Lettre du 28 octobre 1861
Ma très chère Elisabeth,
Vous abordez cette grossesse comme s’il s’agissait d’une
mauvaise nouvelle. Je vous remémore que donner une descendance à nos époux est
la finalité principale de notre mariage ! Elle nous assure la pérennité de
la considération et de la protection qu’ils nous accordent.

Vous n’êtes pas sans savoir qu’il est absolument indispensable d’entourer la femme enceinte de belles choses à regarder ou à entendre, afin de familiariser le fœtus à tout ce qui est juste et droit ?
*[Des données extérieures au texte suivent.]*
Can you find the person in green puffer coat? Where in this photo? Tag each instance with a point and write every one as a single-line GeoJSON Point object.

Je partage avec vous uniquement les propos en regard à votre
condition. Victor Frankenstein donne naissance à un humain, mais le rejette à l’instant
même où celui-ci s’anime. Cette créature, chassée, isolée, crée des déprédations
importantes. Le mauvais regard de son « père » la transforme en être
cruel et odieux…
Que Dieu me pardonne !
Je vous écris des horreurs, mais cette histoire me hante.
Je devrais reprendre La
Dame aux camélias. Savez-vous que la troupe de théâtre va monter cette
pièce tendancieuse ici-même au printemps prochain ?
Pour en revenir à votre questionnement, je me dois de vous
demander si vous sentez déjà l’enfant bouger, car c’est le moyen le plus sûr de
garantir que vous êtes grosse.
Si vous avez des haut-le-cœur, mangez des bribes de pain et
si vous craignez une grossesse plurielle, consultez un médecin ! Demandez-lui
d’enfoncer dans votre nombril son stéthoscope - un tube métallique à travers
lequel il devrait entendre les bruits du cœur du bébé.
Vous pensez que je suis bien savante, détrompez-vous :
j’ai assisté à l’examen médical de ma mère lorsqu’elle souffrait du cœur.
Quant à vos problèmes vestimentaires, il va falloir vous
emballer soigneusement. Il serait très inconvenant que vous montriez votre
grosseur à vos gens.
Croyez bien en mon immense commisération à votre égard.